Using OpenTelemetry while debugging

Part of the series: Fun with OpenTelemetry .NET

I’m working with a team that is doing something interesting I haven’t seen before.

They use this Google/Edge browser extension call ModHeader to tell their browsers to send a custom header called X-Debug-Trace when it makes requests to our application. What this header does is turn on a “Debug Trace Output” middleware which writes a bunch of details into the final markup:

This is a simplified version that only shows request details, but they are using it to display a bunch of application-specific stuff as well as identity claims. There are also some other pre-conditions and rules before it will show, but the header is the main driver to turn it on.

The middleware works a little like this:

internal class DebugMiddleware
{
	private readonly RequestDelegate _Next;

	public DebugMiddleware(RequestDelegate next)
	{
		_Next = next ?? throw new ArgumentNullException(nameof(next));
	}

	public async Task InvokeAsync(HttpContext context)
	{
		HttpRequest request = context.Request;

		bool isTraceEnabledForRequest = request.Headers.TryGetValue("X-Debug-Trace", out StringValues DebugTraceEnabledStringValue)
			&& bool.TryParse(DebugTraceEnabledStringValue, out bool DebugTraceEnabled)
			&& DebugTraceEnabled;

		try
		{
			await _Next(context).ConfigureAwait(false);
		}
		finally
		{
			if (isTraceEnabledForRequest)
			{
				HttpResponse response = context.Response;

				await response.WriteAsync("<div id=\"DebugTraceOutput\"><h2>Debug Trace Output</h2>").ConfigureAwait(false);

				await response.WriteAsync("<h3>Request Headers</h3>").ConfigureAwait(false);

				await response.WriteAsync("<table><tr><th>Key</th><th>Value</th></tr>").ConfigureAwait(false);

				foreach (KeyValuePair<string, StringValues> header in request.Headers)
				{
					await response.WriteAsync($"<tr><td>{header.Key}</td><td>{header.Value}</td></tr>").ConfigureAwait(false);
				}

				await response.WriteAsync("</table>").ConfigureAwait(false);

				await response.WriteAsync("</div>").ConfigureAwait(false);
			}
		}
	}
}

The team loves this feature and uses it a lot so it didn’t surprise me when one of the developers asked me if we could add in details from the OpenTelemetry trace.

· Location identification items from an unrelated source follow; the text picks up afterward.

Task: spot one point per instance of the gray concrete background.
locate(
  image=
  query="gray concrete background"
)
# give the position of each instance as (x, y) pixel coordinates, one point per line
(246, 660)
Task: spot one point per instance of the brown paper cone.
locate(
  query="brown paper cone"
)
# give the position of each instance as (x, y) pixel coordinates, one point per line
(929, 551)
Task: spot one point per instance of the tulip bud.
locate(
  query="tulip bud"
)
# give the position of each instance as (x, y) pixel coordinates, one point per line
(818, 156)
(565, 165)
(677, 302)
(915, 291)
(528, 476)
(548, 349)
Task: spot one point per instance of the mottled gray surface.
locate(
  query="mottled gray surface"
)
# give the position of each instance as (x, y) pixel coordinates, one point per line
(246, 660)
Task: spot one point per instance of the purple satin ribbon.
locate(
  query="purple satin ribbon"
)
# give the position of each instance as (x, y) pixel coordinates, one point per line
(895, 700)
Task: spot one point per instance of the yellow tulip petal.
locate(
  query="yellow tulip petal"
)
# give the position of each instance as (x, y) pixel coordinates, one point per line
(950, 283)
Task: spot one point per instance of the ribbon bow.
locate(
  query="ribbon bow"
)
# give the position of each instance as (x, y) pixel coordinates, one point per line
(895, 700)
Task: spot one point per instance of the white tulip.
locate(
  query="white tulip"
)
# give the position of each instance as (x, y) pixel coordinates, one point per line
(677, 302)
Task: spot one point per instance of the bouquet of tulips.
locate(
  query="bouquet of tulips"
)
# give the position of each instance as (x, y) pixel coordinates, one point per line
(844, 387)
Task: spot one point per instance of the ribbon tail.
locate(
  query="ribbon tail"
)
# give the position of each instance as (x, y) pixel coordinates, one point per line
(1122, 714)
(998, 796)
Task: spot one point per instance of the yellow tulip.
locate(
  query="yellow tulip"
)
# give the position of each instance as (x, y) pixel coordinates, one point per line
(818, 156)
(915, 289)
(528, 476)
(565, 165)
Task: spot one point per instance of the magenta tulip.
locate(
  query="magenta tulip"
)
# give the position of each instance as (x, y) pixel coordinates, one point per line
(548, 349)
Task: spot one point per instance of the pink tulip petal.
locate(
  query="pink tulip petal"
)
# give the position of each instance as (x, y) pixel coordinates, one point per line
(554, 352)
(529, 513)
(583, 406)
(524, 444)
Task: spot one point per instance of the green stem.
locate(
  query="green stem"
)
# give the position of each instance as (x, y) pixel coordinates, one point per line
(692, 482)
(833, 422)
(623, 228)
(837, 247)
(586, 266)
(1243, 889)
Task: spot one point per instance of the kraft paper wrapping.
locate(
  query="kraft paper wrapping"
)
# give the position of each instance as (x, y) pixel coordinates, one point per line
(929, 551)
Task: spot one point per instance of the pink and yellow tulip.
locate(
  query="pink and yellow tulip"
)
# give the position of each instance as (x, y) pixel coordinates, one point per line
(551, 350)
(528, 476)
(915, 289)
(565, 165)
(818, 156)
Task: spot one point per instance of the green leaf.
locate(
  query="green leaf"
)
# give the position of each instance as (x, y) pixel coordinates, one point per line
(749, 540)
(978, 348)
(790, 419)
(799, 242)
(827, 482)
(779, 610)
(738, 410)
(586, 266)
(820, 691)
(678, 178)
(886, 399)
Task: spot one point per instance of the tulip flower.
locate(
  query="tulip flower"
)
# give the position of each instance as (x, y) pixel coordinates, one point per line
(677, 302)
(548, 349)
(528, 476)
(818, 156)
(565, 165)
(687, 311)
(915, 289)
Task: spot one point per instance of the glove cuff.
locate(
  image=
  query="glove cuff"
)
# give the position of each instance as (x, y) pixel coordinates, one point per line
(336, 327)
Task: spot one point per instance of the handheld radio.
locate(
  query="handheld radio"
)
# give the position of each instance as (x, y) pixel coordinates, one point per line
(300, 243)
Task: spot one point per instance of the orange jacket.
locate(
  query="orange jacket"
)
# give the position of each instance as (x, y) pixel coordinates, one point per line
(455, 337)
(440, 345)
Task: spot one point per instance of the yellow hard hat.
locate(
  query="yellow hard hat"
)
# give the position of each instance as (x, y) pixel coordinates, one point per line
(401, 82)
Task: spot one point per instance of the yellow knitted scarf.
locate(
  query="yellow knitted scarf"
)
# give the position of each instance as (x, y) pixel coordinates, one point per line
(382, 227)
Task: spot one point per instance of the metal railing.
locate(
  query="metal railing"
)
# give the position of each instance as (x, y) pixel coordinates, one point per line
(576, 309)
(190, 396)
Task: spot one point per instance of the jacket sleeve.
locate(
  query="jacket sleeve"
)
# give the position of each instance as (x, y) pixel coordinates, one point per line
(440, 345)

Interesting idea! But also a challenge…

OpenTelemetry .NET is built on top of a couple of things provided by the .NET Runtime in the System.Diagnostics.DiagnosticSource package.

  • Activity: A Span in the OpenTelemetry spec. A given trace can have many of these.
  • ActivitySource: The new way to start an Activity. OpenTelemetry can listen for these out of the box! Use this if you ever want to push data into your traces. There are a bunch of other ways, too, like DiagnosticSource (which is probably the most common), but those have to be adapted to work.
  • ActivityListener: The new way to listen for Activity objects as they are created and the spot to apply sampling logic. This is where the OpenTelemetry is hooked in.

The natural thinking given that list would be to create an ActivityListener but the challenge we need to overcome is that listener will receive all the Activity objects created in the process and we just want the ones for the current request (a specific trace).

So how do we focus in on just the data we want to display?

The first need-to-know thing here is that OpenTelemetry uses this W3C Trace Context spec to define traces. There are two headers: traceparent & tracestate. Traceparent contains the trace identification. Tracestate contains extra data that will propagate along with the trace throughout the systems it flows through.

Traceparent is broken into three components: TraceId, SpanId, & TraceFlags.

For a given trace, TraceId will be the same across all Spans. SpanId will change for each thing that happens inside that trace (http call, database call, etc.). TraceFlags (at the moment) basically only tracks the sampling decision.

In .NET Activity exposes the OpenTelemetry Span API and the good news for our project is that Activity has all of these fields exposed as properties we can inspect.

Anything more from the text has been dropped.